Richard Heaton First Parliamentary Counsel and Permanent Secretary of the Cabinet Office Most recently, the Commons Select Committee for Political and Constitutional Reform launched an inquiry on Ensuring standards in the quality of legislation in January 2012. Parliamentary Counsel has adopted a plain English style which would have been unrecognisable to their 1970s predecessors, as well as a culture of innovation over precedent.

Improving Parliamentary and public scrutiny of legislation has been a government objective in recent years, seeking to improve both democratic engagement and legislative quality. The government is also pursuing a drive to remove unnecessary burdens on citizens and businesses.

It is responsible for drafting all government bills, translating policy into laws which are as clear, effective and readable as possible.

The key responsibility of Parliamentary Counsel is to subject policy ideas to a rigorous intellectual and legal analysis, and to clarify and express legislative propositions.

That thought is at the heart of the good law initiative, which the Office of the Parliamentary Counsel is launching with the support of Ministers.

Good law is necessary, effective, clear, coherent and accessible.
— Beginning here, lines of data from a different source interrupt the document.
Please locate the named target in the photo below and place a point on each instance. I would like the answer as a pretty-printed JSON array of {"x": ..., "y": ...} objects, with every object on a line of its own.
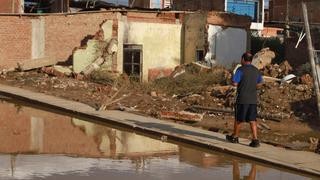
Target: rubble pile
[{"x": 193, "y": 92}]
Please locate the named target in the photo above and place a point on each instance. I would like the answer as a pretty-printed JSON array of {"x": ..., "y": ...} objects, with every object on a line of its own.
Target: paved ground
[{"x": 302, "y": 161}]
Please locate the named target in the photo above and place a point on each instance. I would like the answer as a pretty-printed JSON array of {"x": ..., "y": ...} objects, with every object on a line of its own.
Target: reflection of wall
[
  {"x": 32, "y": 130},
  {"x": 226, "y": 45},
  {"x": 200, "y": 158},
  {"x": 120, "y": 143}
]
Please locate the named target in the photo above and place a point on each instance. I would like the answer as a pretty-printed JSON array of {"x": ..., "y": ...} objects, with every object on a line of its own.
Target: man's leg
[
  {"x": 236, "y": 128},
  {"x": 253, "y": 125}
]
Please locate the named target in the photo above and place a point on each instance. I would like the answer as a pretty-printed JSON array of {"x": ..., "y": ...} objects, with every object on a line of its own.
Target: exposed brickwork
[
  {"x": 227, "y": 19},
  {"x": 194, "y": 5},
  {"x": 10, "y": 6},
  {"x": 167, "y": 18},
  {"x": 158, "y": 73},
  {"x": 278, "y": 9},
  {"x": 65, "y": 33},
  {"x": 140, "y": 3},
  {"x": 15, "y": 38}
]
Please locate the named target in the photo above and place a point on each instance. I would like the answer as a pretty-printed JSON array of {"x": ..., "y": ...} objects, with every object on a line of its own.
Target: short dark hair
[{"x": 247, "y": 56}]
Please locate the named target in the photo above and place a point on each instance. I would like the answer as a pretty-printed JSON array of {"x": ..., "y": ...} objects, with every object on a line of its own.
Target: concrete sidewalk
[{"x": 306, "y": 162}]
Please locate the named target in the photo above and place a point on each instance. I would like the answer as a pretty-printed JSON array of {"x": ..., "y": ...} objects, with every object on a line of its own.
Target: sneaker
[
  {"x": 232, "y": 139},
  {"x": 255, "y": 143}
]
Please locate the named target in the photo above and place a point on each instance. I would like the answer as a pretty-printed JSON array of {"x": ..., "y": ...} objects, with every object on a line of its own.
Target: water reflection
[
  {"x": 236, "y": 171},
  {"x": 41, "y": 145}
]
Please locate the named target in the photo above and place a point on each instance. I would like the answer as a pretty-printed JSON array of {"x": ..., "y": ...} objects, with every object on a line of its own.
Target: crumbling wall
[
  {"x": 65, "y": 33},
  {"x": 194, "y": 5},
  {"x": 195, "y": 36},
  {"x": 16, "y": 40},
  {"x": 11, "y": 6},
  {"x": 278, "y": 10},
  {"x": 161, "y": 46},
  {"x": 226, "y": 45},
  {"x": 46, "y": 36}
]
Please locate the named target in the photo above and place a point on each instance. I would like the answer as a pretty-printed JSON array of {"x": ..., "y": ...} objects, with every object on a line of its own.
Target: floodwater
[{"x": 35, "y": 144}]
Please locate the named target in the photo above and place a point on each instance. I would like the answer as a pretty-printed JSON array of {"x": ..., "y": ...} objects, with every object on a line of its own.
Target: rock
[
  {"x": 306, "y": 79},
  {"x": 182, "y": 116},
  {"x": 59, "y": 71},
  {"x": 285, "y": 68},
  {"x": 220, "y": 91},
  {"x": 263, "y": 58},
  {"x": 153, "y": 94},
  {"x": 318, "y": 148},
  {"x": 193, "y": 99},
  {"x": 301, "y": 88}
]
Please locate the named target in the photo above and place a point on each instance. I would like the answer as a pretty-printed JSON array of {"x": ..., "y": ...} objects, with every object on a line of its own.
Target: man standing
[{"x": 247, "y": 79}]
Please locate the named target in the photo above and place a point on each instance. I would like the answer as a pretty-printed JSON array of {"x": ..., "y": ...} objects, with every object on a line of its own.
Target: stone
[
  {"x": 83, "y": 57},
  {"x": 285, "y": 68},
  {"x": 306, "y": 79},
  {"x": 182, "y": 116}
]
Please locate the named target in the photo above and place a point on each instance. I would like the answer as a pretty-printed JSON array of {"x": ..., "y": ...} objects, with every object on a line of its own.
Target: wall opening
[
  {"x": 132, "y": 61},
  {"x": 200, "y": 55}
]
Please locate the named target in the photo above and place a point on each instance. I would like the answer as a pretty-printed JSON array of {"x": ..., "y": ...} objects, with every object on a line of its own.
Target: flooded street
[{"x": 36, "y": 144}]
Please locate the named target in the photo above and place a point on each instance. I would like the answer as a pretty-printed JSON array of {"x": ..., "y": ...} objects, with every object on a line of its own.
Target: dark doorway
[{"x": 132, "y": 61}]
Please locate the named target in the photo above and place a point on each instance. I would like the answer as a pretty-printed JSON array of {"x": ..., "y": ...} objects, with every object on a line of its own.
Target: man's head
[{"x": 246, "y": 58}]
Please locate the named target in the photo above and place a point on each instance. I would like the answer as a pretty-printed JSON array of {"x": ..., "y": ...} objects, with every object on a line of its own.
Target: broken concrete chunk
[
  {"x": 263, "y": 58},
  {"x": 306, "y": 79},
  {"x": 36, "y": 63},
  {"x": 84, "y": 57},
  {"x": 182, "y": 116},
  {"x": 59, "y": 71}
]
We should be concerned about it for several reasons. Last year I commissioned a review of the causes of complexity in legislation. It suggests that there is no single cause of complexity, but many. But for me, a striking theme of this report is that while there are many reasons for adding complexity, there is no compelling incentive to create simplicity or to avoid making an intricate web of laws even more complex. I believe that we need to establish a sense of shared accountability, within and beyond government, for the quality of what (perhaps misleadingly) we call our statute book, and to promote a shared professional pride in it.

Excessive complexity hinders economic activity, creating burdens for individuals, businesses and communities. In doing so, I hope we can create confidence among users that legislation is for them.

So it is not surprising that statutes and their subordinate regulations are complex; and it is perhaps reasonable to assume that citizens will need help or guidance in understanding the raw material of law.